Why I like my home system better than live music


Not sure which forum to place this, but since speakers are the most important in the audio chain besides the room, I'll start here. I know most audiophiles including me set live music as the reference to guage reproduced music in their homes. But I've come to the conclusion I enjoy my home system better than most live music. I can count on one hand musical venues that I think absolutely outclasses any system I've heard, but in most cases live music is just sounds bad. Is it just me who feels this way?
dracule1
Dracule1, I don't think either experience is better, at least not for me. I don't fret too much about those who want to argue about 'live v canned'. That is stale at best. :-)

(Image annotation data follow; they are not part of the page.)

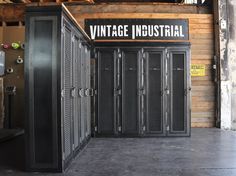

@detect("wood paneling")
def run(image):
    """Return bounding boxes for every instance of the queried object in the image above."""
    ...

[70,5,215,127]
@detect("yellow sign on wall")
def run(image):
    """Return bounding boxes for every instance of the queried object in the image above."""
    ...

[191,64,206,76]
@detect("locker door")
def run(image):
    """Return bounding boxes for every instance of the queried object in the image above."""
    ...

[168,48,190,136]
[72,35,80,149]
[80,44,87,142]
[97,49,116,135]
[76,39,83,145]
[122,49,141,135]
[63,26,73,161]
[146,50,165,135]
[85,47,91,137]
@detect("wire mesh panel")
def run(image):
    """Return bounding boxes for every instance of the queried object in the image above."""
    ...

[147,51,164,134]
[73,35,80,148]
[122,51,140,134]
[86,47,91,137]
[168,48,190,136]
[80,44,87,143]
[97,49,115,134]
[64,27,73,161]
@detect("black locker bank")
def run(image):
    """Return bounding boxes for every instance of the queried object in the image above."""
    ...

[25,6,191,171]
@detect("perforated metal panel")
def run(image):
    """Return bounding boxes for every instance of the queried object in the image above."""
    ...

[97,49,115,134]
[122,51,140,134]
[94,44,190,136]
[64,27,72,158]
[73,35,80,149]
[147,51,164,134]
[25,5,90,172]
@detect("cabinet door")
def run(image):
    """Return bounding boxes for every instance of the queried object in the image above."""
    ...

[122,49,141,135]
[63,25,73,161]
[80,44,87,143]
[168,48,190,136]
[97,49,116,135]
[146,50,165,135]
[72,35,81,150]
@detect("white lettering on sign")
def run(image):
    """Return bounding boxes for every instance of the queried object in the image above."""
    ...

[89,25,185,40]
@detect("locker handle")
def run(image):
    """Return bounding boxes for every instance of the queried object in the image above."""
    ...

[115,89,121,96]
[78,88,84,98]
[70,87,76,98]
[89,89,94,97]
[84,88,89,97]
[165,88,170,95]
[139,88,145,95]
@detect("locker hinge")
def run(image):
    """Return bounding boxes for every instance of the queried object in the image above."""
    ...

[166,50,170,59]
[141,48,145,59]
[62,152,65,160]
[94,52,98,59]
[61,26,65,34]
[117,48,122,59]
[61,89,65,97]
[71,35,75,42]
[118,52,122,59]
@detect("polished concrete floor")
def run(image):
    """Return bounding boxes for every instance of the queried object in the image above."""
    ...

[0,129,236,176]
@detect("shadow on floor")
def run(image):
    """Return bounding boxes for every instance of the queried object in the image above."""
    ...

[0,133,25,170]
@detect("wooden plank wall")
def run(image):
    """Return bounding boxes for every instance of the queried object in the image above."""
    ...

[69,4,215,127]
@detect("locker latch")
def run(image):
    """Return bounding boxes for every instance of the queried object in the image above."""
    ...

[115,89,121,96]
[165,88,170,95]
[61,90,65,97]
[78,88,83,97]
[84,88,89,97]
[71,87,76,98]
[139,88,145,95]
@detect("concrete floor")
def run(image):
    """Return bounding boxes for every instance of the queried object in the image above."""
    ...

[0,129,236,176]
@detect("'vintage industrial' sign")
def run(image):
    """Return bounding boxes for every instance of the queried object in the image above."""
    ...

[85,19,189,40]
[191,64,206,76]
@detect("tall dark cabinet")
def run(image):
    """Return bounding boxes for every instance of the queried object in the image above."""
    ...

[25,6,91,172]
[94,43,191,136]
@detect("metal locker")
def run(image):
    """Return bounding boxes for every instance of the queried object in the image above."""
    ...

[63,21,73,160]
[167,48,191,136]
[72,34,80,150]
[95,48,116,135]
[95,44,190,136]
[145,48,165,136]
[121,48,141,135]
[86,47,91,137]
[24,5,90,172]
[80,43,86,143]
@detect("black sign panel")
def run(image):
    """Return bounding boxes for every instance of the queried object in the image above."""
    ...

[85,19,189,40]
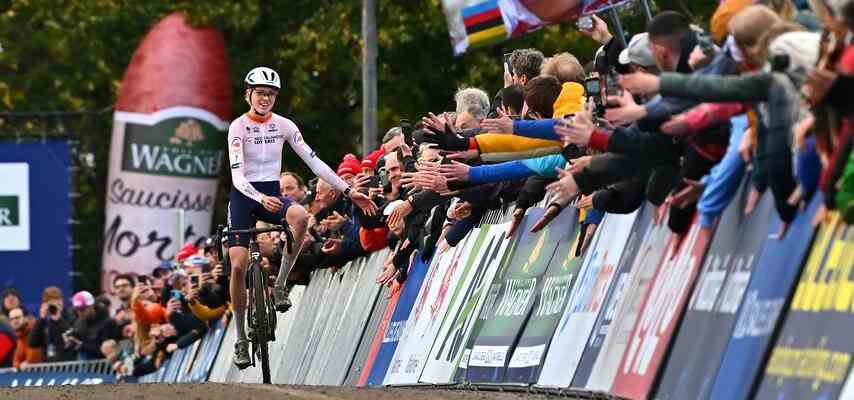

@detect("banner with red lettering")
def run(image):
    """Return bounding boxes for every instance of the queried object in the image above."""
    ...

[611,218,712,400]
[103,13,231,285]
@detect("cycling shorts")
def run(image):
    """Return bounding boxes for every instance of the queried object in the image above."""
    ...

[228,181,293,247]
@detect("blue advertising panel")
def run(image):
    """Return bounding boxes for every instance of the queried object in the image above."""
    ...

[366,257,438,386]
[709,195,823,400]
[0,141,71,313]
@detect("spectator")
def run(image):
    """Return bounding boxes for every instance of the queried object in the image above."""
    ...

[131,284,166,351]
[0,315,15,368]
[64,291,121,360]
[454,88,489,130]
[279,172,307,203]
[9,307,42,368]
[113,274,135,324]
[29,286,76,362]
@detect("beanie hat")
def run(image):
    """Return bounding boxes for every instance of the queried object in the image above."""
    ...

[336,153,361,176]
[362,149,383,169]
[71,290,95,308]
[768,32,821,86]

I happen share your music preferences and I too enjoy listening to music at home, not because my system sounds 'better' than good seats (Center/Orchestra/7 or 8 rows back), but because it offers me so many opportunities that live performances do not. And, FWIW, my wife and I are are season subscribers to two different orchestras and we attend faithfully, even when it just sounds like it is going to be an experience similar to taking cod liver oil.

At home I select my entire program.
I can change the program at will.
I can interrupt a performance and put on something different. I can listen to a LOT of music that is never performed live but is essential I think and certainly central to my interests.

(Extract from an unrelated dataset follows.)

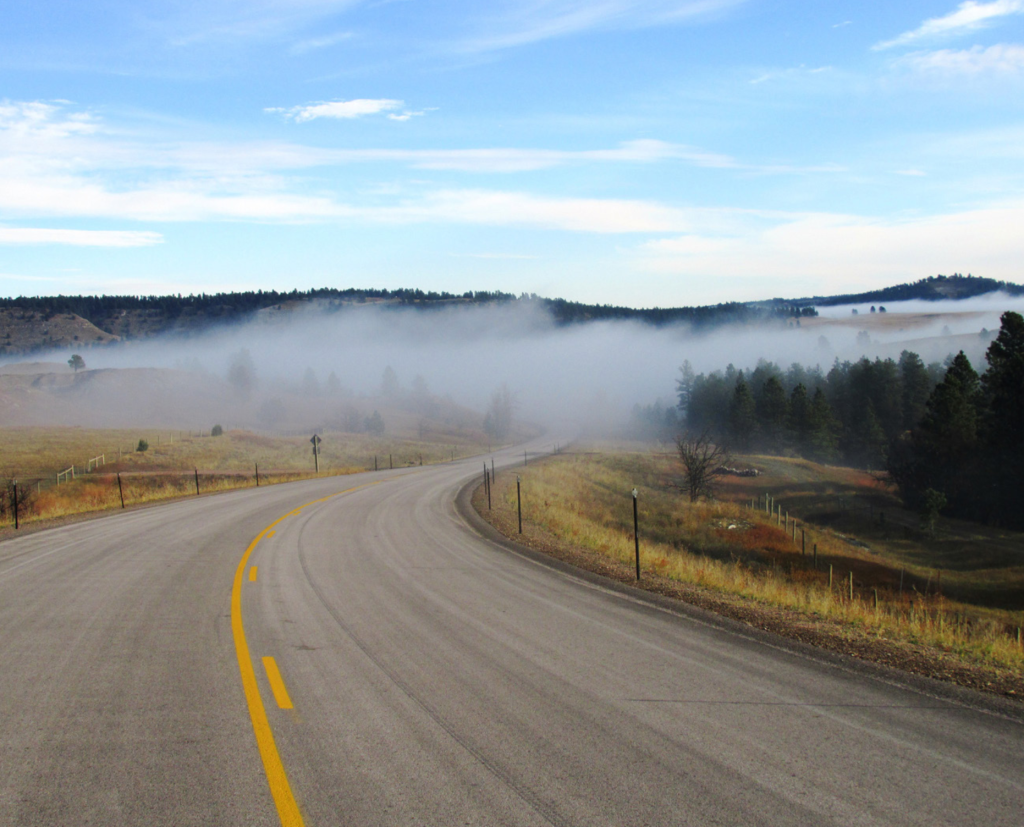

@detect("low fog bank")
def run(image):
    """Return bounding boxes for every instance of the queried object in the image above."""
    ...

[0,296,1024,430]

At home I can eat a hot dog, drink a beer, get up to pee, etc. I can talk. I can take a nap. Ah, those creature comforts!

But as importantly, I can by pressing a button or two, actually analyze what I'm listening to in detail by simply replaying movements or parts thereof. I can put on other performances to compare how others have done the same piece. I can actually learn something about things that are important to me!

Frankly I feel sorry for folks who can't, or won't, experience the benefits of listening to music in both venues without getting all bound up about the sonic differences of equipment or formats.

But, that's just me...................
Dracule1, I already read your post three times. How many times do you want me to read it?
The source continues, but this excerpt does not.